Over the last few years, artificial intelligence (AI) has opened up possibilities for the future. From space exploration to melanoma detection, 카지노사이트 it is making waves across industries, making impossible things possible.
As a result, there has also been a steady growth in AI careers—LinkedIn puts artificial intelligence practitioners among the ‘jobs on the rise’ in 2021. In this blog post, we explore the ten awesome and high-paying AI careers you can pursue in 2021 and beyond.
Is Artificial Intelligence a Good Career?
- AI jobs are plenty, hiring growing by 32% in the last couple of years
- There is a high talent gap—not enough qualified applicants for vacant positions
- AI professionals earn top salaries, well north of $100,000
- As a rapidly evolving industry, growth opportunities in AI careers are diverse
- AI careers are flexible—you could be a freelancer, consultant, researcher, practitioner, or even build your own AI products
What’s the Current AI Job Outlook?
The current AI job outlook is quite promising. The US Bureau of Labor Statistics expects computer science and information technology employment to grow 11% from 2019 to 2029. This will add about 531,200 new jobs in the industry. This, it appears, is a conservative estimate. ‘AI and Machine Learning Specialists’ is the second on the list of jobs with increasing demand as per the World Economic Forum.

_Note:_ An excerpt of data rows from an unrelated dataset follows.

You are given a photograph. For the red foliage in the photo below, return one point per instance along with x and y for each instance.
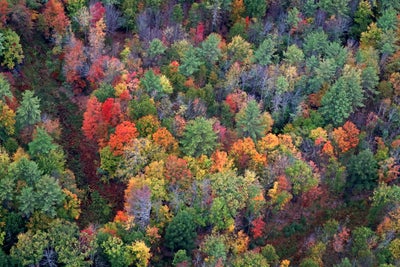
(111, 111)
(3, 12)
(339, 240)
(54, 16)
(309, 197)
(93, 120)
(96, 72)
(73, 61)
(124, 133)
(258, 226)
(346, 137)
(199, 37)
(176, 169)
(97, 11)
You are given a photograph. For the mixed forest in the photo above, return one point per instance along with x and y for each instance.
(200, 133)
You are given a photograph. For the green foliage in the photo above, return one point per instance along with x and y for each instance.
(117, 253)
(156, 48)
(269, 253)
(151, 83)
(141, 107)
(250, 122)
(249, 259)
(302, 177)
(255, 8)
(41, 144)
(210, 51)
(181, 232)
(191, 62)
(104, 92)
(4, 88)
(362, 18)
(293, 55)
(198, 138)
(344, 263)
(343, 97)
(315, 43)
(28, 113)
(180, 257)
(265, 51)
(10, 49)
(362, 171)
(216, 249)
(362, 238)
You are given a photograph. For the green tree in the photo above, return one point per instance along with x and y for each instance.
(198, 138)
(362, 18)
(10, 49)
(250, 122)
(156, 48)
(210, 51)
(315, 43)
(141, 107)
(264, 53)
(41, 144)
(28, 113)
(191, 62)
(343, 97)
(4, 88)
(255, 8)
(249, 259)
(300, 174)
(181, 232)
(362, 171)
(151, 83)
(29, 249)
(216, 249)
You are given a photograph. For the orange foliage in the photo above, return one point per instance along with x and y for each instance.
(268, 142)
(3, 12)
(121, 217)
(176, 169)
(124, 133)
(221, 162)
(55, 17)
(165, 139)
(327, 149)
(245, 154)
(258, 226)
(73, 62)
(346, 137)
(340, 239)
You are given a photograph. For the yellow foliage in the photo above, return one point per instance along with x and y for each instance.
(285, 263)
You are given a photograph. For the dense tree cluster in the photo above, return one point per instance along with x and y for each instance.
(200, 133)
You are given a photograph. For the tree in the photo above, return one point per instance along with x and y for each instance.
(255, 8)
(138, 202)
(55, 18)
(346, 137)
(362, 18)
(210, 50)
(5, 91)
(191, 62)
(362, 171)
(265, 51)
(124, 133)
(11, 52)
(181, 232)
(198, 138)
(74, 62)
(251, 123)
(343, 97)
(28, 113)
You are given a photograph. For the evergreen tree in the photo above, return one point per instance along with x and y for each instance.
(28, 113)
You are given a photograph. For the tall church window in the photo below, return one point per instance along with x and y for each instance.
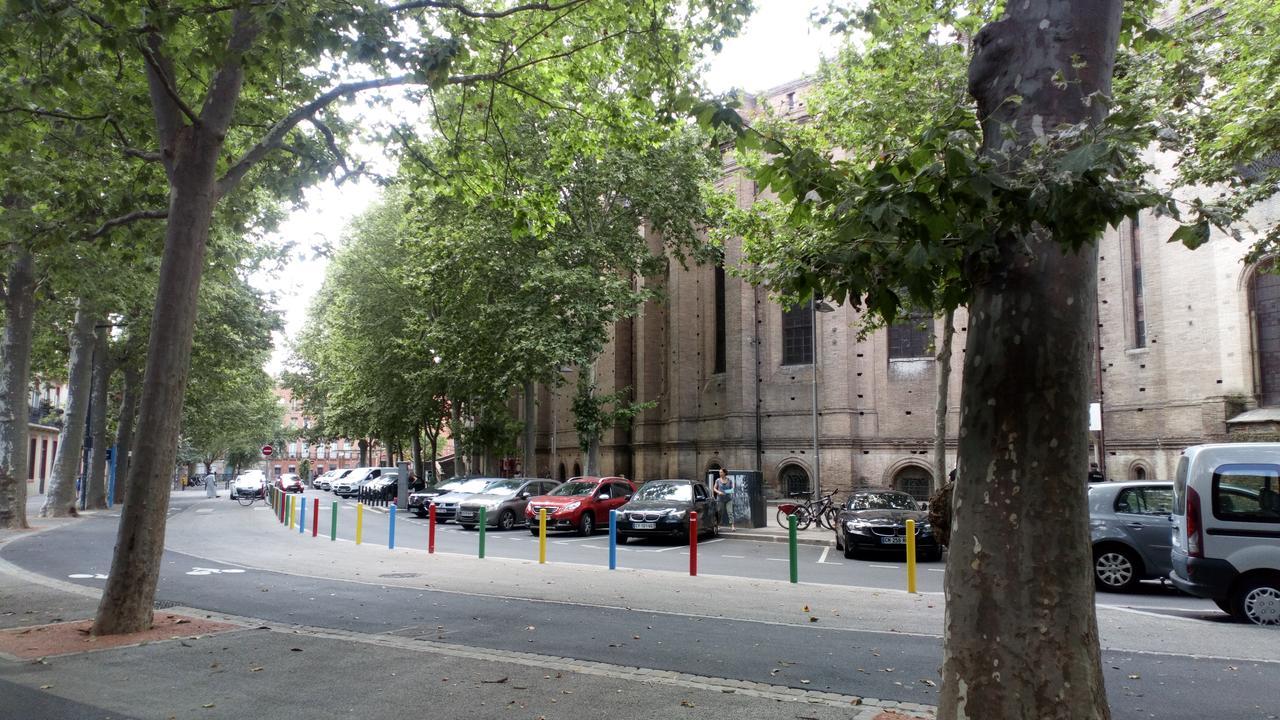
(798, 335)
(1265, 300)
(910, 337)
(1139, 310)
(721, 346)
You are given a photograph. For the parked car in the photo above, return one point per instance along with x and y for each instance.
(1130, 527)
(1226, 528)
(420, 500)
(447, 504)
(503, 502)
(877, 520)
(248, 484)
(348, 484)
(580, 504)
(662, 507)
(327, 483)
(289, 482)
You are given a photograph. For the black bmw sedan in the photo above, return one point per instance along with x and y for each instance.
(876, 520)
(661, 507)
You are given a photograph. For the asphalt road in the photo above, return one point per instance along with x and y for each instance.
(720, 556)
(871, 664)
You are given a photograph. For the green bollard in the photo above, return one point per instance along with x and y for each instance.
(791, 540)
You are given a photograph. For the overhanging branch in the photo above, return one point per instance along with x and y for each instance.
(131, 218)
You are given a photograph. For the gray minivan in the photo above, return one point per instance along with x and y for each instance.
(1226, 528)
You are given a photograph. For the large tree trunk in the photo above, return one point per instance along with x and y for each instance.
(19, 306)
(1022, 634)
(96, 473)
(530, 431)
(60, 500)
(127, 601)
(940, 410)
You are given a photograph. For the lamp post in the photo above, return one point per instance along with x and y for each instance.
(816, 305)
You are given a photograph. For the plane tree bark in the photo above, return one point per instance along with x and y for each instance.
(1022, 637)
(19, 301)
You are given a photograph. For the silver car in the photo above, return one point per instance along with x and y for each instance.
(503, 502)
(1130, 527)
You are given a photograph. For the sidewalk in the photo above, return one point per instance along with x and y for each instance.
(245, 668)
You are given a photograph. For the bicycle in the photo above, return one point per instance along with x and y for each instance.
(823, 511)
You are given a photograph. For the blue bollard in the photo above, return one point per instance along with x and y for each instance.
(613, 540)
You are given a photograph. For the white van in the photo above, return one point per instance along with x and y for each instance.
(1226, 528)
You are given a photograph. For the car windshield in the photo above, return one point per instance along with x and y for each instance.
(575, 488)
(881, 501)
(682, 492)
(472, 486)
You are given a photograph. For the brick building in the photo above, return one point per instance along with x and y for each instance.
(1189, 351)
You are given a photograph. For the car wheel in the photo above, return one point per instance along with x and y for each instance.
(507, 520)
(1115, 569)
(1258, 601)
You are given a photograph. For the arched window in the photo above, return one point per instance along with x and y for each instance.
(794, 481)
(1265, 305)
(913, 481)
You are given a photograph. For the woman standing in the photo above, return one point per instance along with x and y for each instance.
(725, 495)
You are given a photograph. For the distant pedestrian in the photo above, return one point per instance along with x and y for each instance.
(723, 490)
(1095, 474)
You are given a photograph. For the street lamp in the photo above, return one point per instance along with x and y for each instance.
(816, 305)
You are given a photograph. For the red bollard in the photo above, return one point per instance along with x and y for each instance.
(430, 531)
(693, 542)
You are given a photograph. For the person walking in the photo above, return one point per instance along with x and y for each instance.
(723, 488)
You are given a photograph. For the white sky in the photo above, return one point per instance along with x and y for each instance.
(776, 46)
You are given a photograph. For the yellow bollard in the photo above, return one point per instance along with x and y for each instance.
(542, 536)
(910, 556)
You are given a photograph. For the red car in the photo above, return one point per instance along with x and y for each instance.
(580, 504)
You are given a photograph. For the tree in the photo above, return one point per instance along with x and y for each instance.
(208, 147)
(1006, 226)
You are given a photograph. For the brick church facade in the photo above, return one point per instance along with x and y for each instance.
(1189, 351)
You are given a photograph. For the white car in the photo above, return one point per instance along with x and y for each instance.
(252, 483)
(1226, 528)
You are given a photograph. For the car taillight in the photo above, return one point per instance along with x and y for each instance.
(1194, 528)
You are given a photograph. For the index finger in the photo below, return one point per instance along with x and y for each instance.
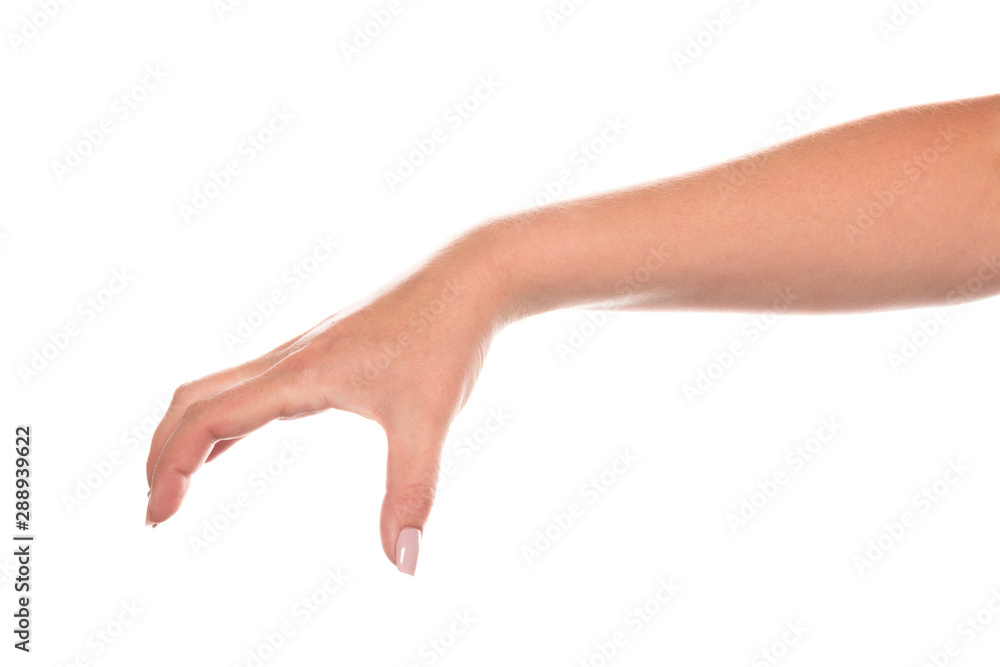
(231, 413)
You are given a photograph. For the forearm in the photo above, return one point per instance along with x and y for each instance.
(896, 210)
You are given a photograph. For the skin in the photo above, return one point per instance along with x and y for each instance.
(408, 356)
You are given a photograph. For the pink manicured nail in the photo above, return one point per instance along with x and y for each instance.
(407, 550)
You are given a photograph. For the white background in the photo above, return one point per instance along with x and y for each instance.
(620, 390)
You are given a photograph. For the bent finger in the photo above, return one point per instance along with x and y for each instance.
(230, 414)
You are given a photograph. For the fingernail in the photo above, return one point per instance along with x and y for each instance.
(407, 550)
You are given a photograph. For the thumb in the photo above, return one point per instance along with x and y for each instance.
(411, 481)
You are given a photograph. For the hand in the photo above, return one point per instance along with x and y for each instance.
(406, 358)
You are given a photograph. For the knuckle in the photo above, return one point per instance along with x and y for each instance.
(416, 500)
(195, 410)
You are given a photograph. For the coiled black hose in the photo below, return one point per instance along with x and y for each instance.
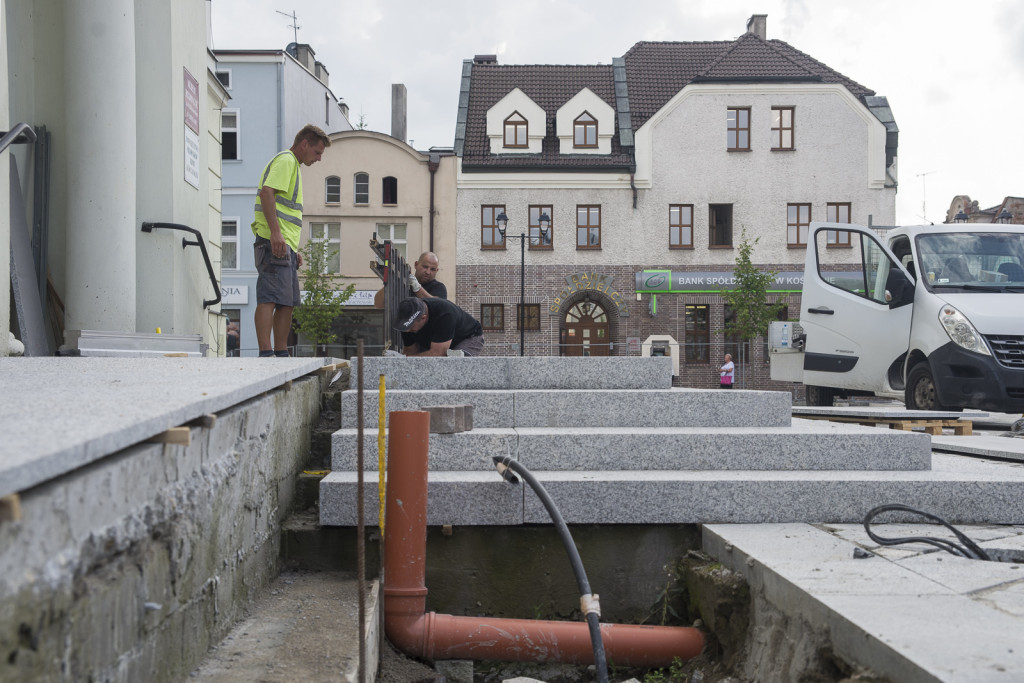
(970, 549)
(588, 601)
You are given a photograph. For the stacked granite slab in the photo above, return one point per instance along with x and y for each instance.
(613, 442)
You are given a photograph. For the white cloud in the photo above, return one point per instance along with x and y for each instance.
(953, 75)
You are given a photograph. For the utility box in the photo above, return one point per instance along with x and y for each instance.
(784, 337)
(663, 345)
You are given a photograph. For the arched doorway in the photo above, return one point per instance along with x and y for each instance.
(585, 330)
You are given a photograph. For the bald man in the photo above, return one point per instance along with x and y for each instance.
(423, 283)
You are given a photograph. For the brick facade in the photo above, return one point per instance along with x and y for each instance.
(500, 285)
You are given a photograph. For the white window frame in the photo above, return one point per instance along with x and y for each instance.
(327, 189)
(320, 232)
(230, 78)
(355, 188)
(237, 130)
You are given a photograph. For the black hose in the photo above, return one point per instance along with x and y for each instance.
(970, 549)
(592, 612)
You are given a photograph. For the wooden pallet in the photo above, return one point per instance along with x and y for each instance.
(934, 427)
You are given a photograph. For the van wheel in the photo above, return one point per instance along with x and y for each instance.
(820, 396)
(920, 393)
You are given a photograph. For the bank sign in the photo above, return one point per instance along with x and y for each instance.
(676, 282)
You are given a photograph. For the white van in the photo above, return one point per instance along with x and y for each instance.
(933, 315)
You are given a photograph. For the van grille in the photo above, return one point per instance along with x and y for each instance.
(1009, 350)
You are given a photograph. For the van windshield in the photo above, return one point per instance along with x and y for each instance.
(972, 261)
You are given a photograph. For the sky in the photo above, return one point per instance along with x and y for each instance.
(952, 71)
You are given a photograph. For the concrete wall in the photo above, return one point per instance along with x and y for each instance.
(4, 187)
(130, 568)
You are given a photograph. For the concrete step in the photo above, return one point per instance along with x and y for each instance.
(960, 489)
(516, 372)
(808, 444)
(907, 612)
(640, 409)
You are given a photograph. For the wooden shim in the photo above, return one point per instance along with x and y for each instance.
(205, 421)
(10, 508)
(934, 427)
(175, 435)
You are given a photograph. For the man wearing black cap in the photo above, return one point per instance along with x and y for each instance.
(431, 327)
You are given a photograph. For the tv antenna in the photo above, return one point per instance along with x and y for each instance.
(295, 23)
(924, 193)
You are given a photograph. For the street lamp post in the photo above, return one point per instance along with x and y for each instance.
(503, 222)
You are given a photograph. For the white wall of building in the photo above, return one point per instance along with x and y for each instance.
(682, 159)
(108, 82)
(274, 96)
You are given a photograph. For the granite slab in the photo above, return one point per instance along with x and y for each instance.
(58, 414)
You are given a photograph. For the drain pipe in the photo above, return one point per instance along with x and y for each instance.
(434, 636)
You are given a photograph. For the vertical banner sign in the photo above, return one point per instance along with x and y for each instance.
(192, 129)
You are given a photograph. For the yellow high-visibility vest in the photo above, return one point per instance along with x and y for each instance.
(282, 173)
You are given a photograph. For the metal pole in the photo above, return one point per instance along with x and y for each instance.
(522, 292)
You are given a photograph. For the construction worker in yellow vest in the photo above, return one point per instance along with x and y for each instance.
(278, 225)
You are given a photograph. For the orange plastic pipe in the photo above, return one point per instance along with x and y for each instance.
(434, 636)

As the industry matures, jobs in AI will not only grow in number but also complexity and diversity. This will open doors for various professionals—junior, senior, researchers, statisticians, practitioners, experimental scientists, etc. The outlook for ethical AI is also looking up.
What AI Careers Can You Pursue?
Despite being a new and niche field, careers in artificial intelligence aren’t homogenous. Within AI, there are various kinds of jobs needing specific skills and experience. Let us look at the top ten one by one.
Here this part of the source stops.